Harry non. Harry s'était perdue dans une dépendance qu'elle développait depuis son adolescence, et il n'y avait rien que John puisse faire pour arrêter ça. Il pouvait sauver des vies sur un champ de bataille et suivre un maniaque aux cheveux sombres dans tout Londres, mais il ne pouvait pas faire abandonner la bouteille à sa sœur.

Les doigts de Sherlock étaient chauds sur le dos de sa main, un contact simple et léger qui le tira de ses pensées et le laissa à cligner des yeux dans la lumière de la cuisine.

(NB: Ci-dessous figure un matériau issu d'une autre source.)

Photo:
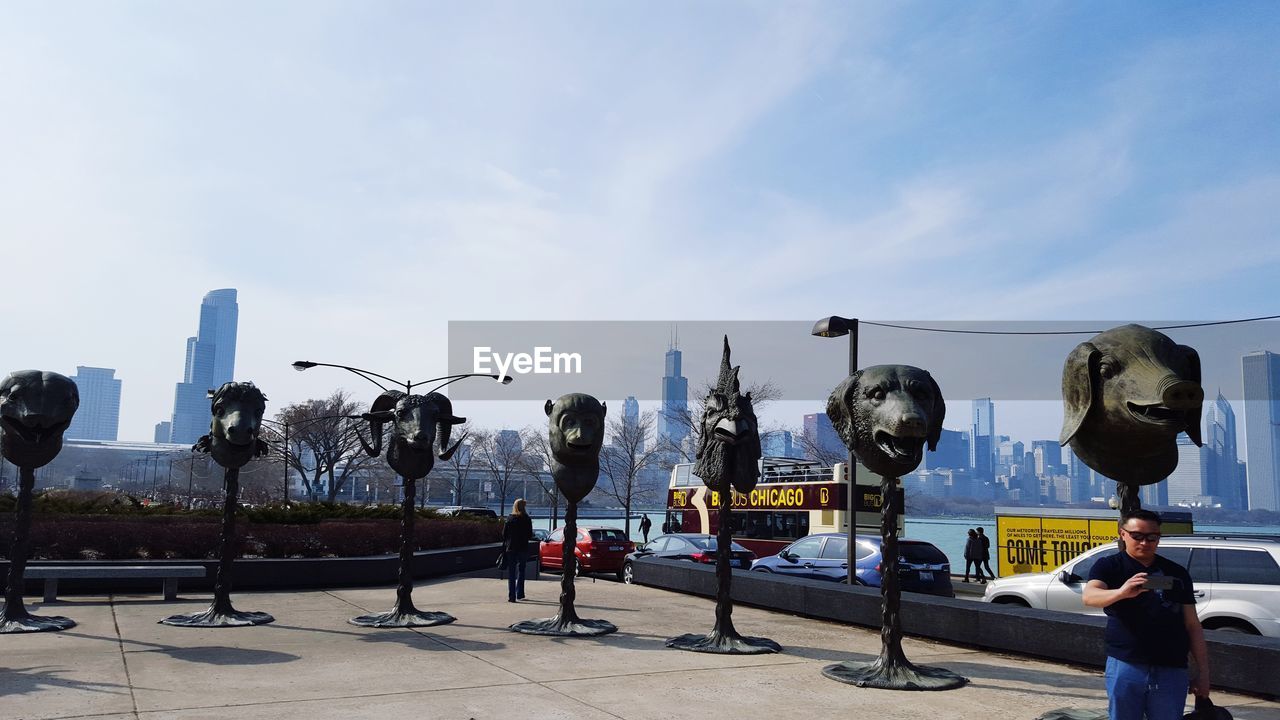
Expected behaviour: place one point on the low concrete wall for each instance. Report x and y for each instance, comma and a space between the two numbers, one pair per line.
1239, 662
300, 573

C'était juste un petit coup, pas une caresse persistante, mais John se retrouva à se demander ce qui arriverait s'il tournait la main et attrapait celle de Sherlock dans sa prise. Est-ce que son colocataire s'éloignerait, ou se rapprocherait ?

Il éloigna la question d'un clignement d'œil, à nouveau retenu par l'insinuation maussade de l'incertitude. A la place il se força à penser comme un docteur alors qu'il assimilait l'apparence de Sherlock. "Tu as l'air fatigué," dit John doucement. "Mange quelques bouchées de plus, et ensuite nous te mettrons au lit."

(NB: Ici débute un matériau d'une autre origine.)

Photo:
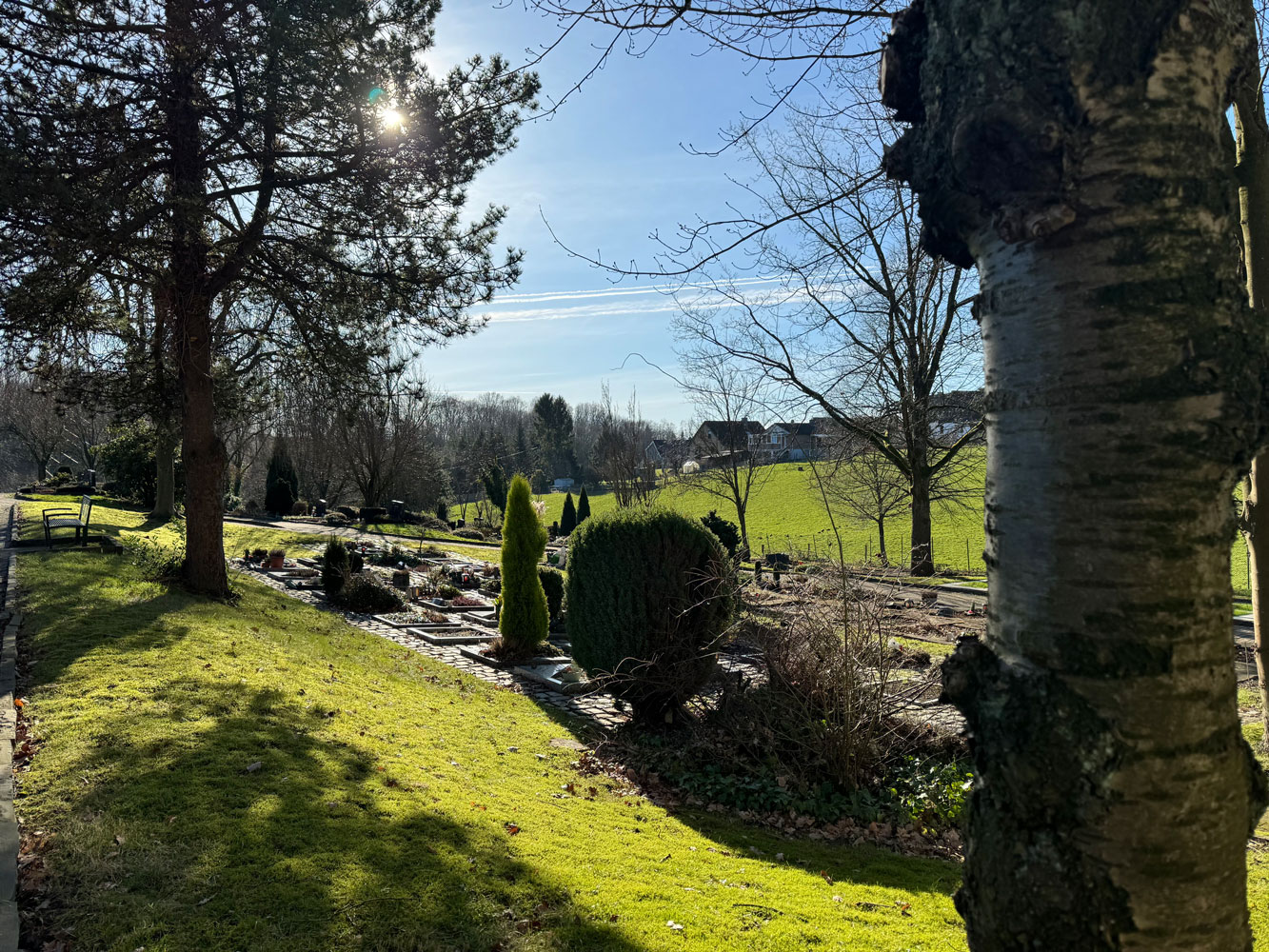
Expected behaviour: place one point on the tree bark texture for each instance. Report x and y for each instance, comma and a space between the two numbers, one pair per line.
1077, 151
922, 527
1253, 174
190, 303
165, 474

"Il n'est même pas encore sept heures," signala Sherlock, mais il y avait une lourde résistance épuisée dans sa voix. "Je ne suis pas un enfant."

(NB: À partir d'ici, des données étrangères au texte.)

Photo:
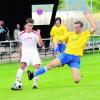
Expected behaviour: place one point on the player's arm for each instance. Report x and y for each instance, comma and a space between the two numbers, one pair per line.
91, 21
39, 39
51, 35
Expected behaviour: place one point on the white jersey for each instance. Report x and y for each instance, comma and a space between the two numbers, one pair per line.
29, 47
28, 40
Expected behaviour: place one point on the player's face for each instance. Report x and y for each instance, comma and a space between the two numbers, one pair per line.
57, 23
28, 27
77, 28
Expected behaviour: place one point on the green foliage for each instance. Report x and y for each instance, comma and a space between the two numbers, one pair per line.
96, 5
56, 84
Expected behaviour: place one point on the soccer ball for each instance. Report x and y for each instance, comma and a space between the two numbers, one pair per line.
17, 86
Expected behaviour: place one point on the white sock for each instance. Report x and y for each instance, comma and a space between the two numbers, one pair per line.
19, 74
36, 79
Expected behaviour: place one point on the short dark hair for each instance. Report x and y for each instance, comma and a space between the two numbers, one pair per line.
29, 20
79, 22
58, 18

"Non, tu es un adulte repoussant encore la grippe. Le sommeil est la meilleure chose pour toi." John regarda alors que Sherlock s'exécutait enfin, réussissant encore quatre bouchées de poulet avant qu'un besoin ne dépasse l'autre. "Viens alors." Il se leva, tendant une main et relevant Sherlock, en prenant un instant rapide pour reposer sa main contre le front de Sherlock. Il y avait un peu de chaleur, mais rien de trop alarmant. Sherlock était encore suffisamment coordonné pour marcher, et il traîna les pieds vers sa chambre et y foudroya les draps du regard.

"Mycroft a dormi là," marmonna-t-il, foudroyant son lit du regard comme s'il avait été empoisonné.

"Pour l'amour de Dieu, Sherlock. Il n'a pas la crève ou je ne sais quoi."

"Il pourrait m'infecter avec la Mycroft-itude."

"Tu es ridicule," dit John doucement, en voyant le sourire de Sherlock. "Et tu le sais, maintenant grimpe." Il le poussa gentiment sur le matelas, ses mains effleurant la soie qui gainait les épaules de Sherlock avant qu'il ne tire la couette jusqu'à son menton. John ne rata pas le faible soupir de soulagement que fit Sherlock quand sa tête toucha l'oreiller. Ses yeux étaient déjà fermés, son corps accélérant rapidement vers le sommeil qu'il se permettait si rarement. "B'nuit, John."

"Bonne nuit, Sherlock. Fais de beaux rêves."

Il tendit la main, éteignit la lumière de la chambre et laissa la pièce baignée dans la lueur indirecte des lampadaires et la lumière de la cuisine. C'était plus facile, dans l'éclairage timide, de laisser l'aspect du docteur s'éloigner. Le visage de Sherlock semblait continuellement serein : un esprit emballé amené à un repos temporaire, et John se retrouva à moitié le souffle coupé à cette vue.

Son corps entier le rongeait avec l'envie irrépressible de se hisser près de Sherlock et de s'étendre à ses côtés. L'esprit de John pouvait facilement imaginer le simple plaisir de s'enrouler autour de ce long corps, chaud et confortable avec la promesse tentante de davantage sur la table. Il y avait quelques heures, il avait été certain qu'une telle chose ne pourrait jamais être plus qu'un fantasme.

Maintenant il y avait de l'espoir.

Le cœur de John s'emballa au potentiel de ce qui pouvait se profiler. Peut-être qu'il s'était trompé sur ce qu'il avait vu dans les yeux de Sherlock tout à l'heure, dans le salon, mais même si c'était le cas, John était plus qu'heureux d'essayer de découvrir la vérité.

Le temps dirait où leur chemin les mènerait, et John projetait de profiter entièrement du voyage.